Второй тип удара демонстрировал превосходство над врагом, для чего полагалось нанести ему ранение. Раны у воинов-тай не рассматривались как признак доблести, и любой шрам в их глазах был лишь свидетельством неуклюжести и неумения защищаться. Самым позорным считался рубец на животе, над пахом; о таких бойцах говорили, что их детородный орган висит на кончике вражеского клинка.

Наконец, был милосердный удар, которым противника оглушали, дабы, оставив его в живых, отрезать полагавшийся трофей – палец, ухо или то и другое вместе. Такая потеря не считалась позорной, и редкий боец, доживший до сорока, мог похвастать всеми пальцами и ушами. Если мог, то это свидетельствовало о великом искусстве и немалой удаче, о том, что этот воин – сильнейший среди сильных, достойный сделаться Наставником. Титул Наставника ценился превыше прочих, и в каждом клане их было десятка два или три; а таких, как Чочинга, со Шнуром Доблести до колен, не больше дюжины на весь огромный материк.

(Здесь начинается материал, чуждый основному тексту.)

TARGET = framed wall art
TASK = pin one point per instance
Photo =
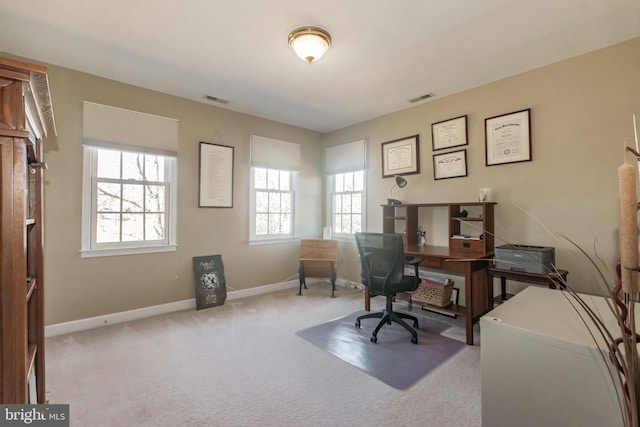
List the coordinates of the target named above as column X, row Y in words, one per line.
column 216, row 176
column 449, row 133
column 508, row 138
column 450, row 165
column 401, row 156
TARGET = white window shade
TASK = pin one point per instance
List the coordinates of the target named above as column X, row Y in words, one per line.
column 106, row 126
column 274, row 154
column 345, row 158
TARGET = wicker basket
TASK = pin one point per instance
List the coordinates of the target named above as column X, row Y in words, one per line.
column 433, row 293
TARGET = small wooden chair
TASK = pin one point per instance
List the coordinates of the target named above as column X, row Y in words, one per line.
column 318, row 258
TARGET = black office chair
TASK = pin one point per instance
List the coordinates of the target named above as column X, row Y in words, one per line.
column 383, row 260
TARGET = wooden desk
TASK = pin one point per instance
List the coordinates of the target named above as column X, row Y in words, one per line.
column 473, row 266
column 553, row 280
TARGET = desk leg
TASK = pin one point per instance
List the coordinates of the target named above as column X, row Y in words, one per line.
column 468, row 289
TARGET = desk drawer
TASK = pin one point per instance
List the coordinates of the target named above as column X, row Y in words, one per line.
column 467, row 245
column 431, row 262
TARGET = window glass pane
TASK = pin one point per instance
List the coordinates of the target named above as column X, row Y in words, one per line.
column 285, row 203
column 154, row 198
column 154, row 168
column 356, row 203
column 274, row 202
column 132, row 227
column 262, row 201
column 358, row 181
column 346, row 203
column 356, row 223
column 132, row 198
column 274, row 224
column 337, row 223
column 260, row 178
column 273, row 179
column 108, row 197
column 285, row 180
column 339, row 178
column 108, row 164
column 337, row 203
column 348, row 181
column 132, row 166
column 346, row 224
column 262, row 224
column 154, row 227
column 285, row 223
column 107, row 228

Выбор между тремя ударами, между смертью, позором или контрибуцией, также подчинялся строгим правилам. Молодых близнецов-умма, впервые спустившихся в лес, почти никогда не убивали; им полагалось вернуться через год-другой в женские селения, завести семью, зачать потомство, после чего их долг перед родом считался исполненным. Теперь они могли избрать мирное занятие либо спуститься в лес за воинской славой или смертью; теперь в их Песне говорилось не только о старших родичах и побежденных врагах, но и о том, что стали они отцами. А значит, воды в реке прибыло, и пора ей убывать…

Под неусыпным надзором Чоча Дик разобрался с подобными тонкостями и заодно уяснил, что Холодные Капли, Звенящие Воды, Быстроногие и еще три десятка кланов числятся в традиционных врагах Теней Ветра, Четыре Звезды – в давних союзниках, с Парящими и Горькими Камнями заключено перемирие, а остальные воинские братства обитают слишком далеко и пребывают в состоянии нейтралитета. Уяснил он и другие нюансы, связанные лично с ним. Во-первых, он был обязан поддерживать реноме Чочинги и честь называться его учеником; а это значило, что уши его и пальцы – особо лакомый трофей для воинов враждебных кланов. Во-вторых, каждый палец являлся для Дика драгоценностью, так как было их не двадцать, а только десять, и, лишившись двух-трех, он мог превратиться в калеку. Потеря же уха, не входившая для тай в список уродств, совсем иначе выглядела в человеческих глазах (хотя ее, разумеется, можно было компенсировать протезом). В-третьих, обычай, не поощрявший гибели молодых, на Дика Саймона не распространялся. Он, двурукий ко-тохара, не мог оплодотворить тайятскую женщину, а потому был бесполезным, как сухая ветвь на цветущей яблоне. Или как мутная струйка в широком и чистом потоке… А это значило, что лес был для него не тренировочной ареной, но местом битвы – жестокой, не признающей компромиссов, заставлявшей держаться в постоянном напряжении.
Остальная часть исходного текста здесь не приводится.